If patients have confirmed HIT and their platelet count gets better in a couple days, your next step is to look for a clot. Because you have to transition these patients to warfarin, you’ll need to know how long to anticoagulate them.

“If they have no clot, anticoagulation should last three or four weeks,” Dr. Davoren pointed out. “But with a clot, patients should be anticoagulated for at least six months and perhaps indefinitely.”

A normal LDH excludes TTP. But if TTP is your leading diagnosis, a daily plasma exchange is standard therapy. “It does appear to be better, faster and more durable if 1 mg/kg prednisone is added,” he said. Clinical improvement, along with a stabilized platelet count and LDH, should be obvious within a few days.
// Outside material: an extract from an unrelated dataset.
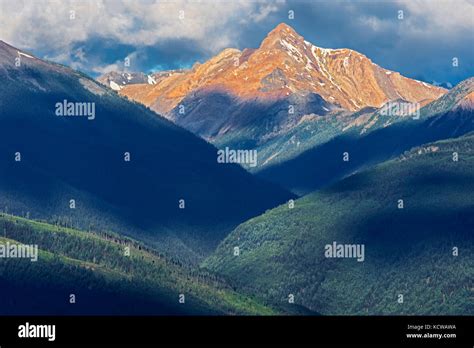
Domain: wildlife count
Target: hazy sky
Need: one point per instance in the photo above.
(95, 36)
“Continue a plasma exchange every other or every third day even after platelets are recovered as sort of a taper approach,” Dr. Davoren said. Steroids should be tapered off later.

This particular patient, however, was eventually diagnosed with DIC. Dr. Davoren outlined the following therapy, in addition to treating the underlying disorder:

  • check PT, PTT, fibrinogen and D-dimer twice a day;
  • give fresh frozen plasma at a rate of 10-15 ml/kg to boost the INR to more than 1.5 or 2;
  • give 10U cryoprecipitate if fibrinogen is less than 150;
  • give platelets to keep count above 40,000;
  • give vitamin K 10 mg SQ because patients are depleting liver-dependent factors; and
  • if using heparin, adjust dose to normalize PT and fibrinogen but not elevate PTT (no bolus, usually 800-1000 units/hr IV).

Under what circumstances would you use heparin? When patients have definite evidence of thromboembolism, said Dr. Davoren, or if ongoing DIC labs through factor and platelet replacement are abnormal “and if the patient is having clotting or bleeding. “If there’s a problem even though the numbers look like they’re trying to get better,” he said, “then heparin is a reasonable thing to do.”